I don’t mean to sound ungrateful. Trust me, I know how lucky I am. Though divorced, I have two healthy kids, healthy parents, a house, “the most wonderful” dog. I am, as is so often hashtagged, “blessed.”
But sometimes, even when we are #blessed, a funk sets in. And frankly, you feel a little lonely—even if you’re not alone.
As a first time empty-nester, I felt a little (okay, a lot) sorry for myself getting our Christmas tree alone. Like anything, the hype is bigger than the actual process of picking a tree. It’s really not as big a deal as I made it out to be. The whole shebang took less than an hour. I drove up to the lot, parked my car, hopped out and went straight to the one I wanted: a seven-foot, narrow Fraser Fir that would fit perfectly in the dining room, giving us enough room to pull chairs around the table without getting impaled by a branch.
Driving home with the Christmas tree stuffed in the back of the station wagon I flipped on the radio. Oozing through the speakers was that “most wonderful” song, that “hap, happiest” song. Was this a cosmic joke? This was most certainly not the song I wanted to hear. I turned off the radio and began humming the song that matched my mood: America’s “This is for all the lonely people.”
Who doesn’t love everything by America, particularly when you are throwing a pity party for one?
This is for all the lonely people
Thinking that life has passed them by
Don’t give up
Until you drink from the silver cup
You never know until you try
I realized how ridiculous I was being, complaining about being alone while passing a homeless man shuffling his way up Wisconsin Avenue, wrapped in a gray blanket that wasn’t even a blanket, but a scratchy carpet pad. I’m feeling sad about buying a Christmas tree alone when so many people A) can’t afford a tree, or B) don’t have a home—let alone, a room—for one?
And full disclosure: my boyfriend had offered to help me with the tree, but I secretly wanted to go it alone so I could maintain my I-am-woman-hear-me-roar mode.

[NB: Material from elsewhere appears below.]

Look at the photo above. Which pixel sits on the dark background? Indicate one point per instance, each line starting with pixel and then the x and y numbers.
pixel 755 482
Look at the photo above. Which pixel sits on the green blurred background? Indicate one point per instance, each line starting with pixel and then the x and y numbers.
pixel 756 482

Was I intentionally being a martyr? Even my ex-husband kindly offered to help. But it was as if I had something to prove. I can do this by myself. I really don’t need help from anyone—children or men. Though I was grateful Angus was around for moral support. The dog, I do need. That’s not debatable.
After parking on P Street, I half-carried, half-dragged the tree across the street and up the few stairs to my house. I pulled it through the doorway, positioning it on its side in the corner of the dining room. I decided it would be easier to attach the stand to the sawed-off trunk before standing it upright. And then a Christmas miracle occurred. I pushed the tree upward and it stayed. The tree stood there like a soldier standing at attention. No Leaning Tower of Pisa. No swaying. It seemed to be calling out to me, “What are you staring at? String on the lights and let’s get on with it.” It was an easy as that.
That’s when my own little lightbulb turned on. I no longer felt lonely. I felt empowered. And grateful my girls would soon be home to help with the decorating.
Of course, I don’t need a song to tell me how “wonderful” that is.